Mike Sarno is the latest Outfit member to play the coronavirus card in an attempt to get out of prison early.



This past century, the Chicago Outfit hasn't exactly been known for job security or the longevity of its top men. But, even in a business notorious for hit-men and torture, there may never have been a menace as feared as COVID-19.


In his younger days, Sarno was being groomed for big things in the Chicago Outfit, according to federal investigators. Even his nickname was changed from "Fat Boy" to "The Large Guy."



But then he got in trouble with the law. In the early 90s, he went away for racketeering, gambling and extortion.
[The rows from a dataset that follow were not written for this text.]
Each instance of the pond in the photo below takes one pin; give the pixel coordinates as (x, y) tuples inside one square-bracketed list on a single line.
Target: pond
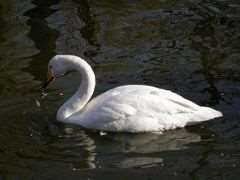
[(191, 47)]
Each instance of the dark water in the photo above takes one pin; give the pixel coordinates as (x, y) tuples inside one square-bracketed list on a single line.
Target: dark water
[(191, 47)]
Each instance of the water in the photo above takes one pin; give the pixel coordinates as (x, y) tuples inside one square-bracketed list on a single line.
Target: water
[(190, 47)]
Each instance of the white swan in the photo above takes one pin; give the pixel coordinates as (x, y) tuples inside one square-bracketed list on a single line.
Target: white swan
[(130, 108)]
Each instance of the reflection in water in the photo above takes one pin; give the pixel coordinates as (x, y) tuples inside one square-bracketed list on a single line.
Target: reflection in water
[(191, 47)]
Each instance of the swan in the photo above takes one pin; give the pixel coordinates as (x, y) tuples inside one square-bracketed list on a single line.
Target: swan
[(128, 108)]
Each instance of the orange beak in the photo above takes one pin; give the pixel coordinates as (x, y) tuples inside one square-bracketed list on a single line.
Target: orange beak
[(50, 78)]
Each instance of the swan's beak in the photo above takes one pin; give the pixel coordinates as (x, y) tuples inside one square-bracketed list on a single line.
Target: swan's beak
[(50, 78)]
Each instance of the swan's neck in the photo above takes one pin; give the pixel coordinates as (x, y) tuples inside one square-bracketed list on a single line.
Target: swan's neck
[(85, 91)]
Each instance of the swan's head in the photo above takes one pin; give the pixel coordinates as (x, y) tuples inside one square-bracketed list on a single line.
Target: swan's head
[(56, 68)]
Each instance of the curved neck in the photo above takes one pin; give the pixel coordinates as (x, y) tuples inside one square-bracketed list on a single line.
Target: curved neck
[(84, 92)]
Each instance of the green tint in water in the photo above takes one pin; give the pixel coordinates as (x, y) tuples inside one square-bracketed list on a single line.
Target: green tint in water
[(190, 47)]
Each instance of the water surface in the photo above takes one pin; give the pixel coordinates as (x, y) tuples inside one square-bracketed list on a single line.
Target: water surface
[(190, 47)]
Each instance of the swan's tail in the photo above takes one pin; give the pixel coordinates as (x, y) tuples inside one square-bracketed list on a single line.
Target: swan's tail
[(204, 114)]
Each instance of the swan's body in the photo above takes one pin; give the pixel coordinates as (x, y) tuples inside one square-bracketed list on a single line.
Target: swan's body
[(130, 108)]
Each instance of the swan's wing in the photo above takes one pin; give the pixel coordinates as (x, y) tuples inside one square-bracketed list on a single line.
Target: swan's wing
[(140, 108)]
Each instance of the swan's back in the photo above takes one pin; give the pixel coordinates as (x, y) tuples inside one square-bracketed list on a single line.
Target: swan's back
[(140, 108)]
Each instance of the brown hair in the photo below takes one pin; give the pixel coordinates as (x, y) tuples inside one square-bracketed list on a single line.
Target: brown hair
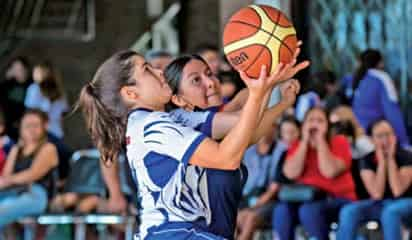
[(103, 108), (51, 84), (346, 113)]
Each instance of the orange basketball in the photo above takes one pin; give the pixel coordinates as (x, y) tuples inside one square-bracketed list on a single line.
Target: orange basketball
[(257, 35)]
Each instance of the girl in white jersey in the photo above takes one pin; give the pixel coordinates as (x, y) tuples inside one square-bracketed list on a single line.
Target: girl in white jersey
[(124, 104)]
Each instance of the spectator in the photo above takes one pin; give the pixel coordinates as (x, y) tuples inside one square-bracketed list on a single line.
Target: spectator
[(159, 59), (259, 212), (13, 91), (374, 94), (47, 94), (27, 175), (361, 144), (387, 175), (323, 163), (5, 142)]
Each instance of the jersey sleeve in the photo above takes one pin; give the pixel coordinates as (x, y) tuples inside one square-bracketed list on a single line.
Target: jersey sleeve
[(164, 136), (201, 121)]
When he got out, his underworld career took off, and in a groundbreaking co-op with the Outlaw biker gang, Sarno took the Outfit into a new realm.



In 2008, the feds busted that Outlaw-Outfit coalition of gambling businesses and a robbery crew, and Sarno landed back in prison in a case that also involved the bombing of a Berwyn competitor.


This time, Sarno was sentenced 25 years.




In September 2010, the I-Team reported "Double O Alliance," the Outfit-Outlaw co-op that brought down mobster Mike Sarno and several gangland and biker gang associates.


As of Tuesday night, he was listed at the Petersburg federal prison in Virginia.



"I mean he's at a severe risk for exposure to COVID. He has chronic obstructive asthma. He has an edema of the lung, along with a multitude of other health issues. He's currently confined to a wheelchair," said John Chwarzynski Jr., Sarno's attorney.


In a newly filed motion in Chicago, Sarno asked for compassionate release -- 12 years early -- from a prison system battling coronavirus.



"Mr. Sarno is not a threat to the public. He is not a violent person, and the evidence at his trial proved that he was not a violent person," Chwarzynski said.



The new filing also contrasts him to Chicago mobster Mario Rainone, a mob enforcer who was released early this summer from a gun sentence due to COVID-19 concerns.



"Mr. Sarno's charges and convictions are nothing compared to what Mr. Rainone's were," Chwarzynski told the I-Team.



Sarno has told the court that if released, he plans to reside with his wife, children and young grandchild in Chicago's suburbs.



For now though, his family and attorney don't know exactly where he is. It's unclear if he's already been moved to a medical facility. Bureau of Prisons officials haven't told them and won't tell the I-Team. A judge is giving the government until a week from Friday to respond to Sarno's motion for release.